Chaque semaine porte avec elle son lot de morts qui nous prend aux tripes et nous plombe le coeur, et face à cette horreur dans laquelle des centaines de milliers de personnes sont plongées, face à cette guerre de tous les jours que constitue le capitalisme, c’est notre rage contre ce monde inique dans sa globalité et la vie au rabais qu’il nous promet qui s’aiguise de jour en jour. Mais comme cela a déjà été exprimé par le passé, nous ne sommes pas solidaires de la misère, mais de la vigueur avec laquelle les hommes et les femmes ne la supportent plus : à la solidarité dans l’oppression nous voulons opposer la complicité dans la révolte. Alors, si nous peinons à envisager des perspectives offensives concrètes avec lesquelles exprimer une solidarité particulière, nous voulons croire qu’il est possible d’en envisager pour exprimer une rage -qui d’ailleurs n’a pas besoin d’attendre de telles « perspectives » pour s’exprimer- que nous savons diffuse, et qui pour cette raison pourrait ouvrir la voie à des moments d’affrontement et de rupture avec l’ordre existant. Et qu’au long de ce parcours, débarrassé du racket politique, du vernis humanitaire, de cette putride indignation du citoyen « qui se plaint mais qui veut le maintien du système » – véritable clé de voûte de la servitude démocratique- il y aura des occasions où la solidarité pourra prendre plus d’ampleur.

« Dire que rien ne peut changer, que l’on ne peut dévier la marche du destin, c’est la prime accordée à toutes nos lâchetés ».

« Il n’existe pas de choses faites, de voies préparées, il n’existe pas de mode ou de travail fini, grâce auquel tu puisses parvenir à la vie.
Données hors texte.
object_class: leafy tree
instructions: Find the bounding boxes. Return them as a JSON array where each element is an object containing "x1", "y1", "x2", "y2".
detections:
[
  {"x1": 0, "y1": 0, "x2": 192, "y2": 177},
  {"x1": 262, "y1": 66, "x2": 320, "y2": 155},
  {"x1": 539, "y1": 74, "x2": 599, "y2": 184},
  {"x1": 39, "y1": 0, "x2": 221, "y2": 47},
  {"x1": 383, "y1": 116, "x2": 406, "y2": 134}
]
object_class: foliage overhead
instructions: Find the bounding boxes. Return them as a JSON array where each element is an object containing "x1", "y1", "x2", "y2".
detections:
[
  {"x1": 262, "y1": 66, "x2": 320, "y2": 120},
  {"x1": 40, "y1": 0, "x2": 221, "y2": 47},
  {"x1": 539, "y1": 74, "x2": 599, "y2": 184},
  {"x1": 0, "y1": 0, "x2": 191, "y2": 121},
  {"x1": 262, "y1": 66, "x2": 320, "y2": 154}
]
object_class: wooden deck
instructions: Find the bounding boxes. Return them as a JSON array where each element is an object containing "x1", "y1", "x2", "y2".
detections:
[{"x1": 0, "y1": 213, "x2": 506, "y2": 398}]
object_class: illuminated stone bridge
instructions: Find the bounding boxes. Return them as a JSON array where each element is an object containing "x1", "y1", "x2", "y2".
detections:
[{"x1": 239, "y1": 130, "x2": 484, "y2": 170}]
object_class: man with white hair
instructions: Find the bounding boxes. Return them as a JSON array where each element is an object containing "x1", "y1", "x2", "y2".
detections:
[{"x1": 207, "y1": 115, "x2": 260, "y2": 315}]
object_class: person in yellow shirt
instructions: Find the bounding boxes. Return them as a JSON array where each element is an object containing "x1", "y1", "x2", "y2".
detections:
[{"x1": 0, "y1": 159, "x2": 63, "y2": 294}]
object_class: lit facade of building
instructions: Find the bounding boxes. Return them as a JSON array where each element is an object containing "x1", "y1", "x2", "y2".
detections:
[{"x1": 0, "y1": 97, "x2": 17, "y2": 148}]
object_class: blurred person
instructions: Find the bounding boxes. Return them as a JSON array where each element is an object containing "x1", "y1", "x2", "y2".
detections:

Il n’existe pas de mots qui puissent te donner la liberté : car la vie consiste précisément à créer tout par soi-même, à ne s’adapter à aucune voie : la langue n’existe pas mais tu dois la créer, tu dois créer son mode, tu dois créer chaque chose : pour que ta vie soit tienne. »
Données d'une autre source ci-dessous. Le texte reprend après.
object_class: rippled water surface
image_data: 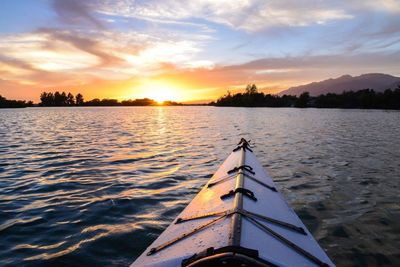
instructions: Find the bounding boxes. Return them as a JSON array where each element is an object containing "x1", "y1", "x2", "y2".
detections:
[{"x1": 0, "y1": 107, "x2": 400, "y2": 266}]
Il n’y a aucune bonne raison d’attendre pour accomplir ce que notre cœur et notre raison nous suggèrent, ni mouvement social, ni rendez-vous avec l’histoire. Si nous avons refusé d’ajourner la diffusion de nos idées et des pratiques qui en découlent à d’hypothétiques lendemains plus propices, nous n’en ressentons pas moins la nécessité de créer les conditions qui rendent possible un renversement de l’ordre social, un fait social encore inconnu, imprévisible mais ravageur.